Should this be discussed in a gaming space?

However, even if the word is useful, it still doesn’t make sense to cover what aren’t games in places dedicated to games, right? I mean we don’t do this with other mediums, and for good reason. Film publications wouldn’t just start putting out restaurant reviews, and book websites would have to make a pretty huge exception to start discussing the latest Gears of War. So if hypothetically what we have aren’t games, why should we place them alongside actual games? Well for one thing, there’s far more crossover between these hypothetical non-games and games than there is between, for example, movies and books. Okay, the non-games may lack explicit goals or challenges or whatever else, but they’re still computer programs with the purpose of acting as art or entertainment that make use of formal interaction mechanics. Some also have more “gamey” elements like scoring, resource management, interactive storytelling, and so on. The people who discuss, play, and make games already have an interest in entertainment that includes the aforementioned things, a rather specific one that wouldn’t really be supported by the enthusiasts of anything else out there, and for that reason it makes sense for games enthusiasts to discuss these kinds of works, and game creators to work on projects like these. The fact that these experiences are sold in games stores like Steam also feeds into and off of their relevance to people who play games.
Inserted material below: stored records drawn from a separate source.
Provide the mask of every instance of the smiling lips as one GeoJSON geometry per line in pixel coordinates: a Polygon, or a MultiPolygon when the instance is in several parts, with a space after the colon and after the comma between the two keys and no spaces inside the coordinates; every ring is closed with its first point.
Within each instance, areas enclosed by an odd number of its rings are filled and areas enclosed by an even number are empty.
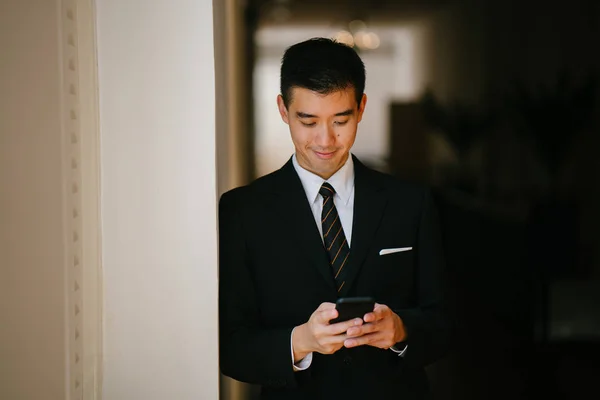
{"type": "Polygon", "coordinates": [[[320,159],[329,160],[331,157],[333,157],[333,155],[335,154],[335,151],[328,152],[328,153],[326,153],[326,152],[320,152],[320,151],[315,151],[315,154],[320,159]]]}

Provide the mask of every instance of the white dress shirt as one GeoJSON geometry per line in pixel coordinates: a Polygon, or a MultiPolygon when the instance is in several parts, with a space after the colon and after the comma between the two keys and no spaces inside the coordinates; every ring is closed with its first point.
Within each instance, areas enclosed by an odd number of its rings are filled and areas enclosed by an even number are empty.
{"type": "Polygon", "coordinates": [[[352,161],[352,157],[349,156],[342,168],[327,179],[327,181],[319,175],[315,175],[302,168],[300,164],[298,164],[295,154],[292,157],[292,163],[294,164],[296,173],[300,177],[300,182],[302,182],[308,204],[310,204],[313,217],[315,218],[315,224],[317,225],[317,228],[319,228],[319,233],[321,234],[321,240],[323,238],[323,226],[321,225],[323,196],[319,194],[319,190],[324,182],[328,182],[335,190],[333,203],[340,216],[340,222],[342,223],[342,228],[344,228],[348,246],[351,247],[352,220],[354,218],[354,162],[352,161]]]}
{"type": "MultiPolygon", "coordinates": [[[[302,182],[302,187],[306,193],[308,204],[313,212],[315,218],[315,224],[321,234],[321,240],[323,240],[323,226],[321,225],[321,212],[323,211],[323,197],[319,194],[321,185],[324,182],[328,182],[333,189],[335,189],[335,195],[333,196],[333,203],[340,216],[340,222],[346,235],[348,246],[352,248],[352,221],[354,218],[354,162],[352,161],[352,155],[350,154],[346,163],[337,170],[329,179],[325,180],[320,176],[313,174],[312,172],[304,169],[298,164],[296,154],[292,157],[292,164],[294,169],[302,182]]],[[[292,360],[294,359],[294,349],[292,347],[292,335],[290,336],[290,347],[292,351],[292,360]]],[[[404,356],[406,347],[402,351],[398,351],[394,348],[392,350],[398,353],[400,356],[404,356]]],[[[294,371],[303,371],[310,367],[312,363],[312,353],[308,354],[305,358],[293,364],[294,371]]]]}

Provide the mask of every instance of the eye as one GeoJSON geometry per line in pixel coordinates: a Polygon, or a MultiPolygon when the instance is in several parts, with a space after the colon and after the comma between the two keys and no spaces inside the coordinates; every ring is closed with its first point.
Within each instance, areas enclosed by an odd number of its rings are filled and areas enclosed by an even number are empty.
{"type": "Polygon", "coordinates": [[[302,122],[302,125],[306,126],[307,128],[312,128],[313,126],[317,125],[316,122],[302,122]]]}
{"type": "Polygon", "coordinates": [[[345,121],[334,121],[334,124],[336,124],[337,126],[344,126],[348,123],[348,120],[345,121]]]}

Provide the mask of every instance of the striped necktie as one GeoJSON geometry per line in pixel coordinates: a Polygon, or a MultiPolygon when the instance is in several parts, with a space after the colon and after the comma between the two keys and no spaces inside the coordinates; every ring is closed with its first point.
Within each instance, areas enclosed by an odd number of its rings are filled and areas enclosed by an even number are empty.
{"type": "Polygon", "coordinates": [[[319,190],[323,196],[323,212],[321,213],[321,225],[323,227],[323,243],[329,255],[329,264],[335,277],[338,292],[342,290],[345,283],[344,266],[350,255],[350,246],[344,235],[342,222],[333,202],[335,190],[333,186],[325,182],[319,190]]]}

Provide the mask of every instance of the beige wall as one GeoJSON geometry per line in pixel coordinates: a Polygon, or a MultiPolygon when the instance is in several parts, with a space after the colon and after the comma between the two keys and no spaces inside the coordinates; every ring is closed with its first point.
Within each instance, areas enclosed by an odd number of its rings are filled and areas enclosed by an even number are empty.
{"type": "Polygon", "coordinates": [[[58,1],[0,2],[0,398],[65,399],[58,1]]]}
{"type": "Polygon", "coordinates": [[[96,7],[104,399],[217,399],[212,1],[96,7]]]}

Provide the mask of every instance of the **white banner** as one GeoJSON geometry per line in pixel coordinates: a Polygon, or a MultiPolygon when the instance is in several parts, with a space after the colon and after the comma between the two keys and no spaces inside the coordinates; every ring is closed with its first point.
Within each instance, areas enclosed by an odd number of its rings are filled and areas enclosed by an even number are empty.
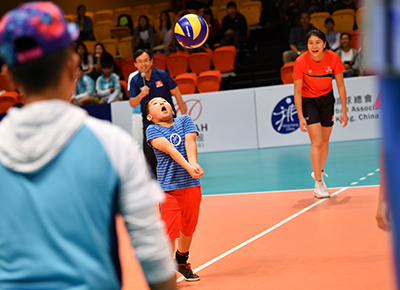
{"type": "MultiPolygon", "coordinates": [[[[336,103],[331,141],[380,138],[381,111],[373,106],[378,94],[377,81],[377,77],[345,79],[349,117],[346,128],[339,123],[341,103],[333,82],[336,103]]],[[[309,144],[308,134],[299,129],[293,90],[290,84],[184,95],[188,114],[199,130],[198,151],[309,144]]],[[[131,134],[132,108],[128,101],[112,103],[111,118],[131,134]]]]}
{"type": "MultiPolygon", "coordinates": [[[[349,78],[345,85],[349,124],[341,128],[339,123],[341,103],[334,81],[335,125],[331,141],[379,138],[380,110],[373,106],[378,93],[377,78],[349,78]]],[[[293,91],[293,84],[255,89],[259,148],[310,143],[308,134],[298,126],[293,91]]]]}
{"type": "MultiPolygon", "coordinates": [[[[183,95],[183,101],[199,131],[199,152],[258,148],[254,89],[183,95]]],[[[129,134],[131,116],[128,101],[111,104],[112,122],[129,134]]]]}
{"type": "Polygon", "coordinates": [[[258,148],[254,89],[184,95],[183,101],[199,131],[199,152],[258,148]]]}

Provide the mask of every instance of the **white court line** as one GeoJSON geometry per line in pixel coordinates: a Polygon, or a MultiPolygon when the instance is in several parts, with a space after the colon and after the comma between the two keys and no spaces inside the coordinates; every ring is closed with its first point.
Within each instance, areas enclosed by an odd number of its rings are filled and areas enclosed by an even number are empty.
{"type": "MultiPolygon", "coordinates": [[[[353,182],[354,183],[354,182],[353,182]]],[[[354,184],[351,185],[355,185],[358,182],[355,182],[354,184]]],[[[372,184],[372,185],[359,185],[359,186],[355,186],[355,187],[371,187],[371,186],[379,186],[379,184],[372,184]]],[[[340,188],[343,186],[336,186],[336,188],[340,188]]],[[[335,188],[335,187],[333,187],[335,188]]],[[[264,194],[264,193],[291,193],[291,192],[296,192],[296,191],[313,191],[314,188],[303,188],[303,189],[287,189],[287,190],[267,190],[267,191],[251,191],[251,192],[237,192],[237,193],[212,193],[212,194],[204,194],[202,196],[202,198],[205,197],[214,197],[214,196],[231,196],[231,195],[247,195],[247,194],[264,194]]]]}
{"type": "MultiPolygon", "coordinates": [[[[345,190],[348,189],[348,188],[349,188],[349,187],[343,187],[342,189],[339,189],[338,191],[336,191],[336,192],[334,192],[333,194],[331,194],[331,196],[335,196],[335,195],[337,195],[337,194],[339,194],[339,193],[345,191],[345,190]]],[[[208,266],[214,264],[215,262],[221,260],[222,258],[225,258],[226,256],[232,254],[233,252],[236,252],[237,250],[243,248],[244,246],[250,244],[251,242],[254,242],[255,240],[257,240],[257,239],[259,239],[259,238],[265,236],[266,234],[272,232],[273,230],[279,228],[280,226],[283,226],[284,224],[288,223],[288,222],[291,221],[292,219],[298,217],[299,215],[305,213],[306,211],[309,211],[310,209],[316,207],[317,205],[323,203],[323,202],[326,201],[326,200],[329,200],[329,198],[321,199],[321,200],[319,200],[319,201],[313,203],[312,205],[310,205],[310,206],[308,206],[308,207],[302,209],[301,211],[299,211],[299,212],[297,212],[297,213],[291,215],[290,217],[284,219],[283,221],[281,221],[281,222],[277,223],[276,225],[270,227],[269,229],[263,231],[262,233],[259,233],[258,235],[256,235],[256,236],[254,236],[254,237],[248,239],[247,241],[241,243],[240,245],[237,245],[236,247],[230,249],[229,251],[226,251],[225,253],[219,255],[218,257],[212,259],[211,261],[208,261],[207,263],[205,263],[205,264],[201,265],[200,267],[194,269],[193,272],[199,272],[200,270],[203,270],[204,268],[206,268],[206,267],[208,267],[208,266]]],[[[179,277],[179,278],[176,280],[176,283],[179,283],[179,282],[181,282],[182,280],[184,280],[184,278],[183,278],[183,277],[179,277]]]]}

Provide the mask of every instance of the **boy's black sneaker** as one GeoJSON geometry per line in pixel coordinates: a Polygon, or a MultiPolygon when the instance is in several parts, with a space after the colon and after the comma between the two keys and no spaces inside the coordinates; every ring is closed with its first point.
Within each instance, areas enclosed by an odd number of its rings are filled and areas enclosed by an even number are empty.
{"type": "Polygon", "coordinates": [[[200,277],[193,273],[192,268],[190,267],[190,263],[187,264],[177,264],[177,271],[182,274],[186,281],[199,281],[200,277]]]}

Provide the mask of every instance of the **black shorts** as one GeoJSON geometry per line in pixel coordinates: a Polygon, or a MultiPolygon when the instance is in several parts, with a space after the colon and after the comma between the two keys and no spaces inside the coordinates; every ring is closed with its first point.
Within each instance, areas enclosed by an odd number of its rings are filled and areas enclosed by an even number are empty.
{"type": "Polygon", "coordinates": [[[307,125],[321,123],[322,127],[332,127],[335,98],[333,91],[318,98],[302,98],[303,115],[307,125]]]}

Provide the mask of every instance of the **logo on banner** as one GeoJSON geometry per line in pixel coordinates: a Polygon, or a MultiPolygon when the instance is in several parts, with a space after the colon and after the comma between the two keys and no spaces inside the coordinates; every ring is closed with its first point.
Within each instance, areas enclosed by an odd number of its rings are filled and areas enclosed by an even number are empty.
{"type": "Polygon", "coordinates": [[[172,145],[179,146],[179,144],[181,144],[181,136],[179,136],[178,134],[174,133],[171,135],[171,137],[169,137],[169,141],[171,142],[172,145]]]}
{"type": "Polygon", "coordinates": [[[299,128],[294,96],[284,97],[275,106],[271,116],[272,127],[281,134],[289,134],[299,128]]]}
{"type": "MultiPolygon", "coordinates": [[[[197,121],[200,118],[201,113],[203,111],[203,105],[201,104],[201,100],[198,99],[190,99],[184,102],[186,107],[187,114],[192,118],[193,122],[197,121]]],[[[175,104],[176,112],[178,113],[181,109],[178,104],[175,104]]]]}

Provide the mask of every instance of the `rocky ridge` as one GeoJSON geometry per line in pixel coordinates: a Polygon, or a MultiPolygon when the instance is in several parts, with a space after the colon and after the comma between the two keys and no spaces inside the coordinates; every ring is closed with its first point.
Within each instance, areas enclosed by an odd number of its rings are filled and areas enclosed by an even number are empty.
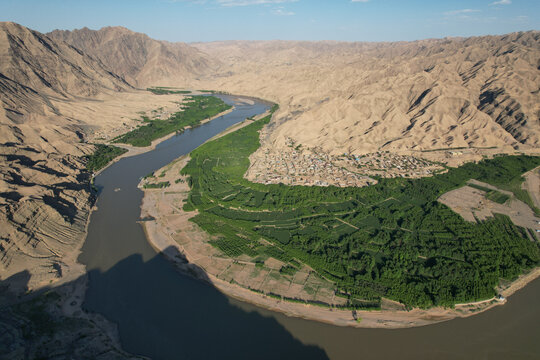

If we don’t run things like this, what’s the alternative? If these supposed non-games are still to be recognised they’d have to be either picked up by some other media community like music or television fans/creators which we know would never happen and would only be a worse fit than what we have now, or there’d have to be a rising community of retailers, critics, and sites dedicated solely to the Depression Quests and Proteuses of the world, which again, is unrealistic and downright crazy. Even if the kind of experiences we’re talking about are not games, when we treat them as games it means people can share, enjoy, and criticise these works that would otherwise go ignored. But then for some that’s the point, isn’t it?

Exclusivity

"Real games".

I believe that a certain portion of this “It’s not a game” discussion has come from a genuine attempt at being constructive, but we all know much of it has been an effort to try and invalidate games that don’t conform to certain individuals’ personal tastes. At one point people started trying to establish an in-group elitism among members of the gaming community by arguing that certain people were “Real gamers” or “True gamers”, while others weren’t, and now the same kind of people are trying to establish elitism in our entertainment by declaring what are and are not “Real games”. We can see discussion after discussion where some people believe they can use “It’s not a game” as a loophole dismissal of whatever games they don’t like in place of actual constructive criticism. But of course that doesn’t work.

The “Is this a game?” debates are a bit like the “Are games art?” debates. Important in the right context, but some of the time they’re just about people trying to elevate the games they like to a higher level, and even when the debates are sincerely conducted, they often break down because people don’t define what they mean, and are left unaware that they’re arguing semantics. Usually when “Is this a game?” is a relevant question, what it’s really being used to determine is whether something is valid in the space it’s being presented in and what the qualities of it are, but these are questions we can ask and think about directly, and I believe that’s often more productive than getting bogged down in the ambiguity and multitudinous definitions of the word "game". Thanks for reading.